Proof (informal): Say you pick a $y$ which is not between the medians. This means that there are more points on one side of it. WLOG say that it’s the right side. Now if we consider $y’ = y + 1$. For each point on the right, the total cost would decrease by $1$ each. And for each on the left it would increase by $1$. So the total cost would decrease, contradicting that $y$ was optimal.
sum(abs(X - median(X)))
First a simpler distance function: $d_s(a, b) = (a - b)^2$. So the total cost would be $C(y) = \sum_i d_s(y, x_i) = \sum_i (y - x_i)^2$
Now notice that $C(y)$ is a quadratic equation in $y$. It has only one minimum, at the point where the derivative is zero. $C’(y) = \sum_i 2(y - x_i) = 0 \implies y = \frac{\sum_i x_i}{N} = \overline{X}$
For optimal integer points, we just round $\overline{X}$. As it is a quadratic, the closer integer will have lower cost.

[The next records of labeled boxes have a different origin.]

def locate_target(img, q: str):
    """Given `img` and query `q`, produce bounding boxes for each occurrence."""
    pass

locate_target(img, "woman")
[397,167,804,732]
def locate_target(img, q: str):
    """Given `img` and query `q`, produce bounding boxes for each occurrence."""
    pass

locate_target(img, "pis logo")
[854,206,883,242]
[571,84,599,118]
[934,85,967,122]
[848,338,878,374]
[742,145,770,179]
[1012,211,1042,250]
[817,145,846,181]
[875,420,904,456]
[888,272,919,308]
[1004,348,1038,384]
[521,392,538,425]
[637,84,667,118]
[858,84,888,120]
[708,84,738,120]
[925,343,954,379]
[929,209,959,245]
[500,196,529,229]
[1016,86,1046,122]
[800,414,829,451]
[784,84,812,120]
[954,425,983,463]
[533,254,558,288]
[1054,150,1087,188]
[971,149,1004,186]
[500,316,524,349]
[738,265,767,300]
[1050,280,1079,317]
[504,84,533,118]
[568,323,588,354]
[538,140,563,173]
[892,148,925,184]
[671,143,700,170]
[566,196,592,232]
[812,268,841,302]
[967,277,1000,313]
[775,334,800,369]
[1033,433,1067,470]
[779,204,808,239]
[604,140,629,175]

sum((X - round(mean(X)))^2)
Now we’ll use the actual distance function for part 2 - $d_c(a,b) = g(g + 1) = 2 d_2(a, b)$ where $g = |a - b|$. They both will have the same optimal $y$.

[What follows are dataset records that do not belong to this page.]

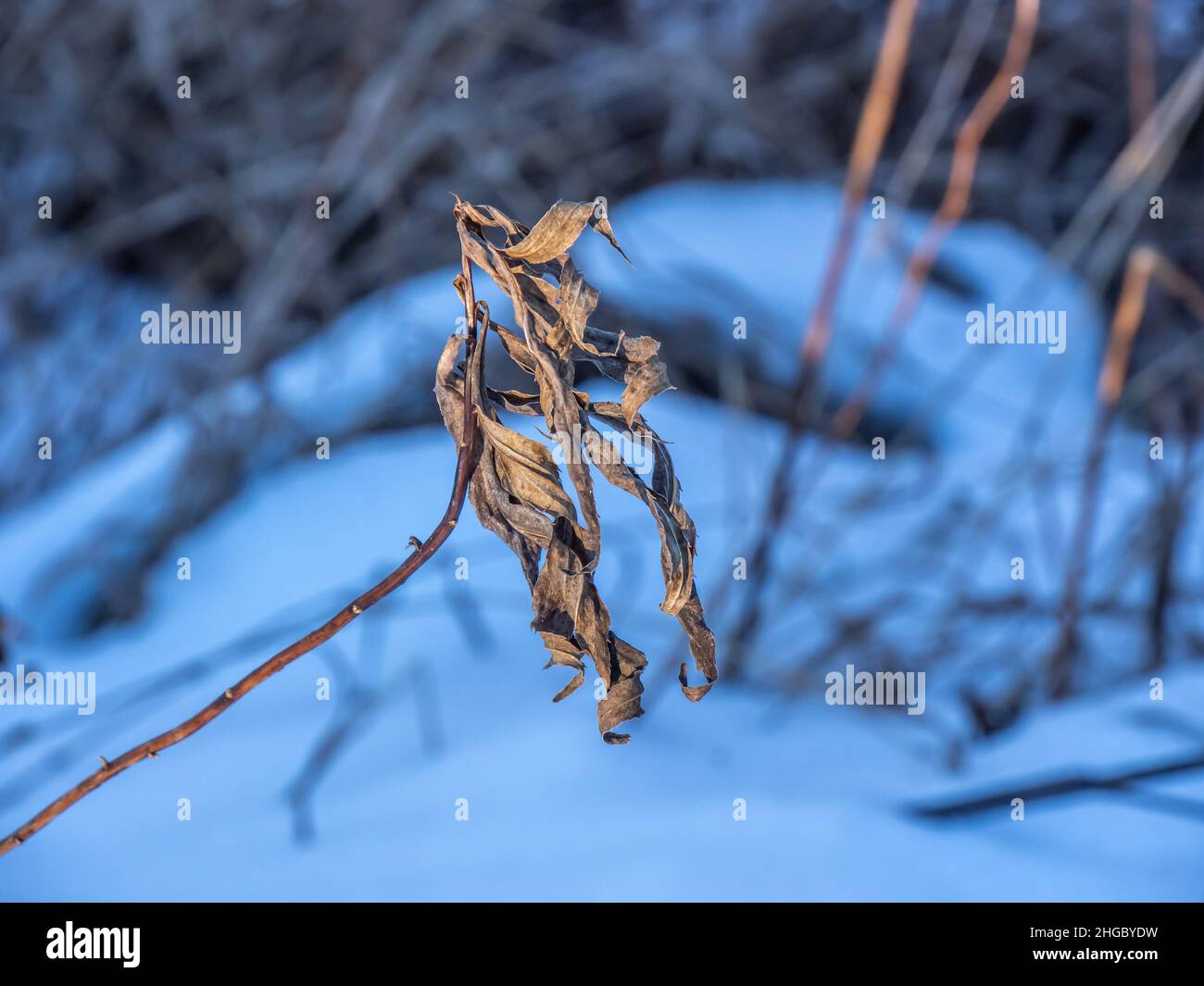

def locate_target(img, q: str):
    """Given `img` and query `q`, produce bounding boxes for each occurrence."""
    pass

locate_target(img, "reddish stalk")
[725,0,918,677]
[0,256,488,856]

\[\begin{eqnarray} C(y) &=& \sum_i d_c(y, x_i) \\ &=& \sum_i \bigg((y - x_i)^2 + |y - x_i|\bigg) \\ &=& \sum_i (y - x_i)^2 + \sum_i |y - x_i| \end{eqnarray}\]As this function is not differentiable, let us consider separate ranges for $y$. For each $1 \le j < N$, let $C_j(y)$ be the cost function when $x_j \le y < x_{j+1}$ (WLOG assume $X$ is sorted in ascending order).

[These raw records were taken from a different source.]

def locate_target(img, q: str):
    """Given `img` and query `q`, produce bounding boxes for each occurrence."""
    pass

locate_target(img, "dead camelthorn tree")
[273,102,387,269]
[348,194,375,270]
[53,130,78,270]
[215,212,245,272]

\[\begin{eqnarray} C_j(y) &=& \sum_i (y - x_i)^2 + \sum_i |y - x_i| \\ &=& \sum_i (y - x_i)^2 + \sum_{i = 1}^{j} (y - x_j) + \sum_{i = j + 1}^{N} (x_j - y) \\ &=& \sum_i (y - x_i)^2 + jy - \sum_{i = 1}^{j} x_j - (N - j)y + \sum_{i = j + 1}^{N} x_j \\ &=& \sum_i (y - x_i)^2 + (2j - N)y - \sum_{i = 1}^{j} x_j + \sum_{i = j + 1}^{N} x_j \end{eqnarray}\]And it’s derivative would be:
\[\begin{eqnarray} C_j'(y) &=& \sum_i 2(y - x_i) + (2j - N) \\ &=& 2Ny - 2N\overline{X} + (2j - N) \\ &=& 2N\bigg(y - \overline{X} + \frac{j}{N} - \frac{1}{2} \bigg) \\ &=& 0 \\ \implies y_j &=& \overline{X} + \frac{1}{2} - \frac{j}{N} \end{eqnarray}\]This gives us $N$ candidates $y_j$ for the optimal positon. Now we can compute the cost for each of these values, and pick the best one.
min(sapply(round(mean(X) + 0.5 - seq(1, N)/N),
function(y) { sum((X - y)^2 + abs(X - y))}))
This has complexity $O(N^2)$, which is quite slow. Let us optimize that. Instead of taking every value, we’ll only consider the unique values. As we are rounding off $y_j$, and $\overline{X} - \frac{1}{2} \le y_j < \overline{X} + \frac{1}{2}$, we will have at most two interesting integer values.
min(sapply(unique(round(mean(X) + 0.5 - seq(1, N)/N)),
function(y) { sum((X - y)^2 + abs(X - y))}))
This would run in $O(N)$, which is as fast as it gets.